I guess this is why my camps do cost $500 for two days. And, yes, you can go down to the clinic that your local shop is putting on, and the local pro is going to coach it!..For only $50!!! So, why would you spend the money on that pricey DirtSmart camp?
Well, you can also go down to your local Walmart and get a mountain bike for $200, so why would you spend thousands of dollars at one of those pricey bike shops?
And I’m not saying that all coaches out there, besides me, are “Walmart Coaches”. I’m just saying know what you’re getting into, and–like anything else–you’re going to have to pay a bit for the best product.

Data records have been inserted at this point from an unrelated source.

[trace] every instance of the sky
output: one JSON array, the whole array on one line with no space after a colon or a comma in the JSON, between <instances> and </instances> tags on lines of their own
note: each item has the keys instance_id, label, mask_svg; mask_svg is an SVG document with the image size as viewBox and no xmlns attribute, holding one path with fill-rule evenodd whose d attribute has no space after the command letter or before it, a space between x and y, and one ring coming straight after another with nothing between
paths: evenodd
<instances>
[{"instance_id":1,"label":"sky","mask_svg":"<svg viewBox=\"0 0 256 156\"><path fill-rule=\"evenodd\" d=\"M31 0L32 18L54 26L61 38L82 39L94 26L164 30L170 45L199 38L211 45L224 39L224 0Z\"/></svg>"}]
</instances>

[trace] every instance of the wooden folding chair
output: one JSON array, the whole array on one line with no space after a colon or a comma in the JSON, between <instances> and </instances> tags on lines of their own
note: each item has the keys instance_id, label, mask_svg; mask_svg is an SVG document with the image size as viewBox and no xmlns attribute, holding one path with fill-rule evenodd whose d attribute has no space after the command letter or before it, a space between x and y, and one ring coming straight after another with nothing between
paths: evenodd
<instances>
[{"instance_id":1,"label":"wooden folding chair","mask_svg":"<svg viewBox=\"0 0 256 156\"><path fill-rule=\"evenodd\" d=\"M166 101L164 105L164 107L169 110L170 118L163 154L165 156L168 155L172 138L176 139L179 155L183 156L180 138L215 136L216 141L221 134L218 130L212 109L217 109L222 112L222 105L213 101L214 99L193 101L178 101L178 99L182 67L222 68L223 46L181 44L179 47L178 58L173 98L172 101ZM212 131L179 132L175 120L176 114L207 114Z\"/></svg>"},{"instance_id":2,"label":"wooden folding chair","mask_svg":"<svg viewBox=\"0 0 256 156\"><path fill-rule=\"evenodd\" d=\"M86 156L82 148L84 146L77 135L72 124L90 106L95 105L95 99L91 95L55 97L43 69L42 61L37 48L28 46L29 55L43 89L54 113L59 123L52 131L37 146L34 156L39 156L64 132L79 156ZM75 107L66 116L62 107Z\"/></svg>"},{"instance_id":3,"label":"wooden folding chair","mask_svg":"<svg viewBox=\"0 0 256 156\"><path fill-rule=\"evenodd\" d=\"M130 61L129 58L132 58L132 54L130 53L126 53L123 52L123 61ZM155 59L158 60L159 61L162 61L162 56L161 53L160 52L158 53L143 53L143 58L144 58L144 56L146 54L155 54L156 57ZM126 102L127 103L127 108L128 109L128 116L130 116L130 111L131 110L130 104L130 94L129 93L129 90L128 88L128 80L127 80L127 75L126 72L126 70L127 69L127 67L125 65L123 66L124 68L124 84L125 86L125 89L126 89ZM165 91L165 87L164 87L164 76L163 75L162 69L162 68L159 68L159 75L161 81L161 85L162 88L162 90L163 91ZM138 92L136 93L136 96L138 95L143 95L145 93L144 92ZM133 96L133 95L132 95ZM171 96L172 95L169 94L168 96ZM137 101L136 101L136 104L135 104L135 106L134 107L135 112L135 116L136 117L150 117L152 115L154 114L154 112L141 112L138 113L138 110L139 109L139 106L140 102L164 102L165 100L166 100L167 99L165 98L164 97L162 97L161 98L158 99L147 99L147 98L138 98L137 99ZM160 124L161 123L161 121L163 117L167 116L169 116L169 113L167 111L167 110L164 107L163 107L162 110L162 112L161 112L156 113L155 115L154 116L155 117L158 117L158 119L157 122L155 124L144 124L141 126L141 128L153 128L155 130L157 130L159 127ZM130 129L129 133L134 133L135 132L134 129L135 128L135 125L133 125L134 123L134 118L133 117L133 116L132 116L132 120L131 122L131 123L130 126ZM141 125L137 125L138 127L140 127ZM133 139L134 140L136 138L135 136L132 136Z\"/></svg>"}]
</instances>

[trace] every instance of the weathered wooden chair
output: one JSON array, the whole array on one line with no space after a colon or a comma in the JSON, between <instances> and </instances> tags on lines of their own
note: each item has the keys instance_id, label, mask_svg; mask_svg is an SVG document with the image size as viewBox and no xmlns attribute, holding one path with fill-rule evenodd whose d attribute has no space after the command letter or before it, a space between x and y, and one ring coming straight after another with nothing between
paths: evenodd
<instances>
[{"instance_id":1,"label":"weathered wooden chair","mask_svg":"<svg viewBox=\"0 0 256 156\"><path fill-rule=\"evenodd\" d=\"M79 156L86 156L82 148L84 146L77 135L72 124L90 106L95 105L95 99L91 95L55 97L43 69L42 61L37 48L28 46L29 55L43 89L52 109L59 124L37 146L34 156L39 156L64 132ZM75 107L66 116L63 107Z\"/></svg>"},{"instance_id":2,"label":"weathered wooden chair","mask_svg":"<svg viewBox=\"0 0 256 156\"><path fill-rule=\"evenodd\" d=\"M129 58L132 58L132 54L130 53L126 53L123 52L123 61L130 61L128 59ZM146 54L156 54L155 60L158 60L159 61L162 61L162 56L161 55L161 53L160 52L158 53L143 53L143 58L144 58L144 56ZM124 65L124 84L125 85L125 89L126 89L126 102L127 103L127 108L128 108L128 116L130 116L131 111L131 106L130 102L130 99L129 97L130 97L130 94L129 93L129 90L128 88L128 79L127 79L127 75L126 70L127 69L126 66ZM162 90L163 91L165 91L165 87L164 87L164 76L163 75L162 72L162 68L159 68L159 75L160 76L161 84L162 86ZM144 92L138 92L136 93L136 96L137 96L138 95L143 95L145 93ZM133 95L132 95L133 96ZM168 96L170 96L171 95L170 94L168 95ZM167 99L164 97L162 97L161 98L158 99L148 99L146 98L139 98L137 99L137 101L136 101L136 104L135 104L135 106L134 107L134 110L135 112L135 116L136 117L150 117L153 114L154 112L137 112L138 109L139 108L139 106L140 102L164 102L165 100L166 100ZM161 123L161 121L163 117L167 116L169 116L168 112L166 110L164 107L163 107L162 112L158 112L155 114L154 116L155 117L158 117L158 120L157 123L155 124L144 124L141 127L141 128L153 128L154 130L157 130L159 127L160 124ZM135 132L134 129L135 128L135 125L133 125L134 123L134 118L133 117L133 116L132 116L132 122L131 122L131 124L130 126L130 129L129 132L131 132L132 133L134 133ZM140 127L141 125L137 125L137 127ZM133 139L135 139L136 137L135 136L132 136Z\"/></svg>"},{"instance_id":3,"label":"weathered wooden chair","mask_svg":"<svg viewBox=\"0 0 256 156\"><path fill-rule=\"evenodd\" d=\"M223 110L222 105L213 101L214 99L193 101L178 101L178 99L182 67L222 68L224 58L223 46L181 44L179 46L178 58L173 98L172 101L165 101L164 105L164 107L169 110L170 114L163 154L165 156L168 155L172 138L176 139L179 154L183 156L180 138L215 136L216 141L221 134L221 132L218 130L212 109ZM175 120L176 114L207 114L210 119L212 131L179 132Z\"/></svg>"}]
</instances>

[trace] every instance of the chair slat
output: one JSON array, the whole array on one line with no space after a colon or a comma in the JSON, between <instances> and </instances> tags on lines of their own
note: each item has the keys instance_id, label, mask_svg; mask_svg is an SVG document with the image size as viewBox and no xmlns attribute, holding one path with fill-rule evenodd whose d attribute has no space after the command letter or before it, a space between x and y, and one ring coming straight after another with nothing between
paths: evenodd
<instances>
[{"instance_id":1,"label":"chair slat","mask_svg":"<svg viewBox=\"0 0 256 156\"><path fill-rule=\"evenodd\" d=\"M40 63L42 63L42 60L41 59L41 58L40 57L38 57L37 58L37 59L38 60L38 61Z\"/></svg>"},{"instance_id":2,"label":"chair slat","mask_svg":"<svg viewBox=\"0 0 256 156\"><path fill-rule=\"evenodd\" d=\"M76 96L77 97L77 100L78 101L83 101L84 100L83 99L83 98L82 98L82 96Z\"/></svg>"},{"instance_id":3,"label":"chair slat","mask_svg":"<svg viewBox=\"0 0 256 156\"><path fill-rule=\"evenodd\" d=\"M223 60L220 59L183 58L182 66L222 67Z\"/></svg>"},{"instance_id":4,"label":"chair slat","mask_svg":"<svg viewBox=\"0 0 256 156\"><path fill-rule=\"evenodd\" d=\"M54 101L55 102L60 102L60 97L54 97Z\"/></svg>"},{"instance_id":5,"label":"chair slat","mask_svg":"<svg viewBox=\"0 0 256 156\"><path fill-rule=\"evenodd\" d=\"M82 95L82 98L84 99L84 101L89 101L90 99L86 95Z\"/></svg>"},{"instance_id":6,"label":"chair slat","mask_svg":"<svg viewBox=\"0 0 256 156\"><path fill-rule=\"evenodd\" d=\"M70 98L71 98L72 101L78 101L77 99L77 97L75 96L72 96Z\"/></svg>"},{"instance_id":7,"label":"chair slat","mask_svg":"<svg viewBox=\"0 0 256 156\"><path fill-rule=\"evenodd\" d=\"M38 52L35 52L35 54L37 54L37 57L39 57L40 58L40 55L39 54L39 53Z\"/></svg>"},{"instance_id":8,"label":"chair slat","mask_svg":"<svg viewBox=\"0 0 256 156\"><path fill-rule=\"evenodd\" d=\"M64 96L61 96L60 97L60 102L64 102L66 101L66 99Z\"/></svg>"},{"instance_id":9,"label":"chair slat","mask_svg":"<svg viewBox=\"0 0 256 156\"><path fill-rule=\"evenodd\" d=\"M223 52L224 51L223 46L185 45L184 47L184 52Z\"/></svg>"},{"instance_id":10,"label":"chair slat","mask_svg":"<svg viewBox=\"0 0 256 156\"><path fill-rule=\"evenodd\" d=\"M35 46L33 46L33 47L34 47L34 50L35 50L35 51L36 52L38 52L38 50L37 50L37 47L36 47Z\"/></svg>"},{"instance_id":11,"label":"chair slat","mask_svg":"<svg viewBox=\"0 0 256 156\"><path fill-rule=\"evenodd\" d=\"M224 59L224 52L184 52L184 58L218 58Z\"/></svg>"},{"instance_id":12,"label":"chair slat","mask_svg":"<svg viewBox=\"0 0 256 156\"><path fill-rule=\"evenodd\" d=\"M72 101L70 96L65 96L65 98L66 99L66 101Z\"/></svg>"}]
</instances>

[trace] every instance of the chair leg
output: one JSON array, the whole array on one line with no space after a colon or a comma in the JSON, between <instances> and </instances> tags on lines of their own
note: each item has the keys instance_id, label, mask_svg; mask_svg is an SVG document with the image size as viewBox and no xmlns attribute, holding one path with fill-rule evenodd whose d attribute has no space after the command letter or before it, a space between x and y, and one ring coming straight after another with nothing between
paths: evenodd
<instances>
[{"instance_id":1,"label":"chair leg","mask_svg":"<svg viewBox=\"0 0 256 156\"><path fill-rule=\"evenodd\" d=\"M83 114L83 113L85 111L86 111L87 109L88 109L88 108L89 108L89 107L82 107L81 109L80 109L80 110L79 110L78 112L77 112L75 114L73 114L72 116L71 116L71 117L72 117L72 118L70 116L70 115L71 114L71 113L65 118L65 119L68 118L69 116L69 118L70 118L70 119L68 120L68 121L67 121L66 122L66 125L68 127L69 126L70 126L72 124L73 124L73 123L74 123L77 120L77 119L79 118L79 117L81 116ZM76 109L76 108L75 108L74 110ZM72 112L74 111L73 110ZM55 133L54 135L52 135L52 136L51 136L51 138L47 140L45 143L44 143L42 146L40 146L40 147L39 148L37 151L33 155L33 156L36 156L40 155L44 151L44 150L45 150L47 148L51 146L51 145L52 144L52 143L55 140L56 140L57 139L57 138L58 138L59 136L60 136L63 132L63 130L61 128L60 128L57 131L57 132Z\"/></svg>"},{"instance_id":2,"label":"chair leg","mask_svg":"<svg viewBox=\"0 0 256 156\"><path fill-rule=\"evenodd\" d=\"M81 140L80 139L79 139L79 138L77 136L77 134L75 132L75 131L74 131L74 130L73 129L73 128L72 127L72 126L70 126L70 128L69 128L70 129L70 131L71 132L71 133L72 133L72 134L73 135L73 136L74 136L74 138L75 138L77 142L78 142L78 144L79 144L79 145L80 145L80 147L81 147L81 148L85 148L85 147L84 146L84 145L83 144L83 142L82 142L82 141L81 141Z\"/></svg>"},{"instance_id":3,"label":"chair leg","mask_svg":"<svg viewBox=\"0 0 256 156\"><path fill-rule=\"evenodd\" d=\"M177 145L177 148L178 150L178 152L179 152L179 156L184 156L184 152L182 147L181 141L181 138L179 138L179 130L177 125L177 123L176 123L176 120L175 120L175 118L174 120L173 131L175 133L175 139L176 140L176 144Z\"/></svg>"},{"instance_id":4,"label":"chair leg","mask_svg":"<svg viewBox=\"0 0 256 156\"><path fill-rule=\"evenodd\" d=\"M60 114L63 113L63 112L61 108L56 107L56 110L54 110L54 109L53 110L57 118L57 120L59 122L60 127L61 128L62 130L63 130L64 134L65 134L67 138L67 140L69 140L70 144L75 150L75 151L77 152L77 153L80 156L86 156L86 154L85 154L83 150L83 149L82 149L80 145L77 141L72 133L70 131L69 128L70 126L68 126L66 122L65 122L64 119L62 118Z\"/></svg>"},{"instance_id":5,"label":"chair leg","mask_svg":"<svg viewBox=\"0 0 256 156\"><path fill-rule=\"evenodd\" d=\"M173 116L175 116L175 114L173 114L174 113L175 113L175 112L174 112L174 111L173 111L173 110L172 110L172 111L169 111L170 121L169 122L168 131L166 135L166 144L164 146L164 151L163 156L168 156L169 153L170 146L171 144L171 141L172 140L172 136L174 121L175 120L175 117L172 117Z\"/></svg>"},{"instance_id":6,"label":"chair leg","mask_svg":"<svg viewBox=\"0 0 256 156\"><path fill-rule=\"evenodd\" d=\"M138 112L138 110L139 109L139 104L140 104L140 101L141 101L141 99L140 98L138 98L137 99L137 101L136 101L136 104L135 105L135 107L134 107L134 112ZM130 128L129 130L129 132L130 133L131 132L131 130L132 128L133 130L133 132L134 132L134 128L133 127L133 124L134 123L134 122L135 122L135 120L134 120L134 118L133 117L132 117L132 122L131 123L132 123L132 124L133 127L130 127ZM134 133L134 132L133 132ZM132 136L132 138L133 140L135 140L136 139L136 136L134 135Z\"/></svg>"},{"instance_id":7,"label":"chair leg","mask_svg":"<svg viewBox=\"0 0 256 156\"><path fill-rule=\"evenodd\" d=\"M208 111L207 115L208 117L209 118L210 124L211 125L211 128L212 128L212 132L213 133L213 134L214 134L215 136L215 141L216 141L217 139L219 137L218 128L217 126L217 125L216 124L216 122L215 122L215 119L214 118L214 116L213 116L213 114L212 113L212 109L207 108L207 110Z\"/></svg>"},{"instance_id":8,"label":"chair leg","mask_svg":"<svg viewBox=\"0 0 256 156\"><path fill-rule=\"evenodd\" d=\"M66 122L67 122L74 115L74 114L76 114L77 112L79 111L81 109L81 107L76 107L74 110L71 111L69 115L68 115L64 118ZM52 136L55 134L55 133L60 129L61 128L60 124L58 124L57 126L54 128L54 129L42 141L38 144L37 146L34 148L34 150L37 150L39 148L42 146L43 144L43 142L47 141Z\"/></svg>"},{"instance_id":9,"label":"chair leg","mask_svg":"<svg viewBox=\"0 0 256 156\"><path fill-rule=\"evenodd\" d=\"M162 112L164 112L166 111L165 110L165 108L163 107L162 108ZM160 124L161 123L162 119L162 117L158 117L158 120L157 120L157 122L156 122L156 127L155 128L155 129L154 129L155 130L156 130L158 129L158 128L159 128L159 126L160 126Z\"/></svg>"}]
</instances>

Honestly, if you are a straight-up beginner and don’t really intend to even be a “mountain biker”, you probably don’t need high level coaching. But as soon as you intend on riding and progressing–even a little–you’re going to want the best coaching you can get, not only to get more proficient, but to not hurt yourself. And if you want to get fast, to be the best rider that you can be? Like pretty much any other tool that will really see some use, “Buy cheap; buy twice…”
I love coaching all levels of riders. I get just as much satisfaction and believe that I am equally as successful whether I’m coaching beginners or World Cup downhill racers. My students, of all levels, will attest to this. However, I highly doubt that my World Cup downhill racers would have gotten much out of the example of the the “$50 local shop clinic” that I gave above, and I’m quite sure (positive) that my beginner students would have had a much tougher time progressing as riders with “cheap” instruction.